Greg tried to move and found he couldn't. Soul-shattering pain seared in to his mind. He was stuck! Greg tried again, but his body wouldn't respond. It couldn't. His legs were caught by the side of the vehicle that had caved in. His right shoulder was broken and a piece of metal had cut in to his side deeply.
Greg looked again in the direction of Chris. His friend was unconscious, but he was breathing. It was labored and slow, but he was alive. Greg smiled in spite of the situation. Chris meant a lot to him. It was good that he was still alive.
As thoughts tugged at Greg's mind, he fell into a white haze. His father stood before him, reaching for him. Greg reached out and took his father's hand. His father smiled warmly, speaking in that deep voice Greg remembered so well. "Come with me, Gregory. Come and I will show you."
The whiteness faded away, back to the vehicle. But it wasn't Chris's Explorer. It was smaller. The radio was playing "Yellow Submarine" by The Beatles. It was dad's favorite song.

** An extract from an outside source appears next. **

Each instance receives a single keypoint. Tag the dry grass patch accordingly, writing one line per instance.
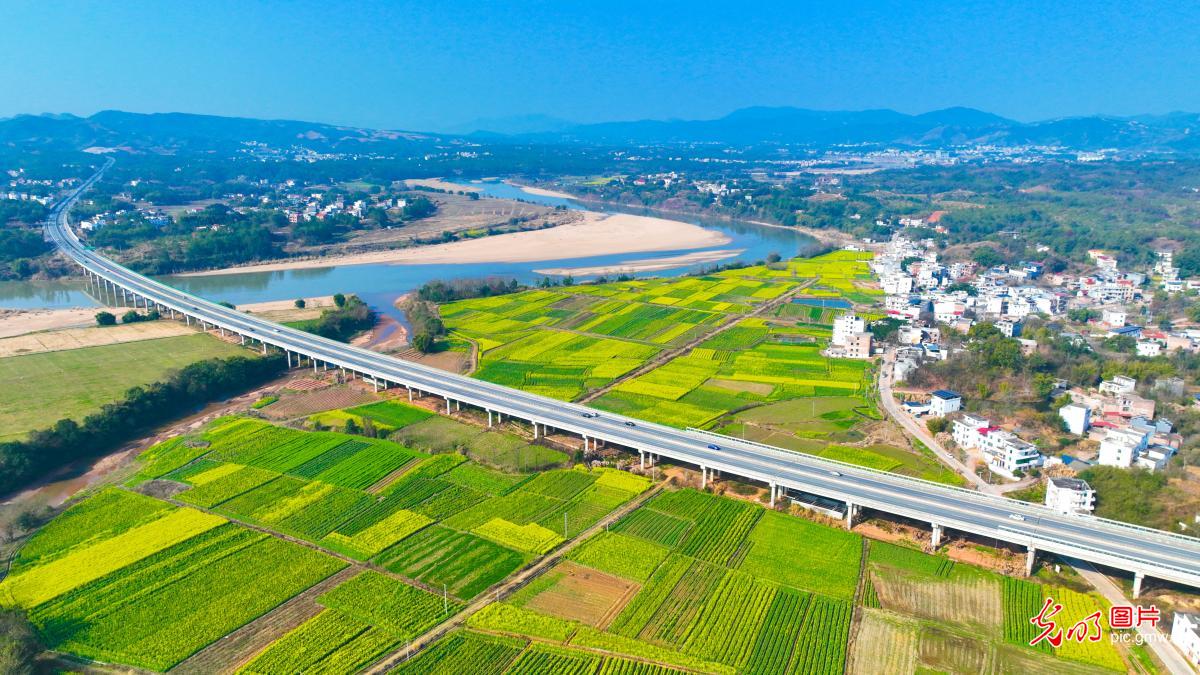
(972, 602)
(79, 338)
(886, 643)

His dad was sitting in the driver's seat, patting the steering wheel to the beat of the music playing. Greg was in the backseat. The left-hand turn signal of the car was blinking. They were stopped. There were two headlights in front of them. The dream. All over again in played in Greg's mind but with far more vivid detail and memory. Greg's dad spoke. "What the hell?!" He reached down for the car's gearshift, but it was too late. The semi had lost his brakes. Greg watched as the trailer swung out of control on the ice, dragging all ten tons with it. There was a shout from his father, then a sudden lurch as the car was slammed in to. Both sides of the vehicle came toward Greg. He was in the center. In a child's seat. The car had been demolished. At the front of the car, Greg's father had been crushed with the rest of the vehicle.

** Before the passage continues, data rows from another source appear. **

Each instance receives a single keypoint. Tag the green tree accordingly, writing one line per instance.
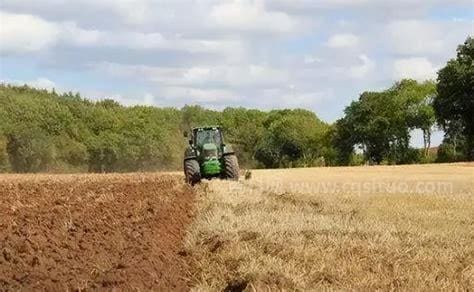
(454, 103)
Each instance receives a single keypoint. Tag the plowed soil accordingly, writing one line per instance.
(93, 231)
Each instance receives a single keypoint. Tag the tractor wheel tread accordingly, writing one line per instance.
(192, 171)
(231, 167)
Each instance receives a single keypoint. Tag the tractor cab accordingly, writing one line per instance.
(208, 141)
(207, 156)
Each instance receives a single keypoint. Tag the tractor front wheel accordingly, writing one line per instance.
(231, 167)
(192, 171)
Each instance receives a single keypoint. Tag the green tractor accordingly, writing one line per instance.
(208, 157)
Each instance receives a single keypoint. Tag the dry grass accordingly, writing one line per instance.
(337, 228)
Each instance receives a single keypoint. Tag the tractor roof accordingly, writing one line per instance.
(206, 128)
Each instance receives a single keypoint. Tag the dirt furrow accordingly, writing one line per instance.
(93, 231)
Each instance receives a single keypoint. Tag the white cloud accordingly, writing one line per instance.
(235, 76)
(360, 71)
(422, 37)
(246, 15)
(343, 41)
(308, 59)
(25, 33)
(417, 68)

The vision began to fade back to the white plane with his father. Tears were streaming down Greg's cheeks. "I... I was there with you..."
Greg's father nodded solemnly, patting the back of his son's hand. "Yes you were, my son. Gregory, I love you. I am sorry I have had to haunt you. I just wanted to let you know that I do love you, and I wanted you to know the truth. Go now."
"Dad! Wait! No!..." The vision faded and Greg's eyes opened. He was in a white room. A hospital room. Something was stroking his head. He turned his eyes in the direction of the source and found his mother was sitting there.
"Hey baby. Don't move. Just stay still. Shh..." she leaned down and kissed his forehead, moving hair from his eyes.
"But... Chris..." Greg closed his eyes, the lights too bright and feeling a little dizzy.
"Chris is fine, Greg. You just rest." she was quiet for awhile until she was sure Greg was asleep again. "I'm coming home, son."
A little over a year later after Greg's accident, Greg's mother was re-married to Dave and pregnant. Greg and Chris had both made a full recovery and were better friends than ever in their graduating year.
Greg had a mom again. And now a new dad and a sibling on the way. Dave and Greg got along great. Dave was the father Greg had never gotten to enjoy. They did everything together.
Greg's life was whole again. The dream quit haunting him, and things were close to perfect. The spirit had finally gone to let his family live their lives again.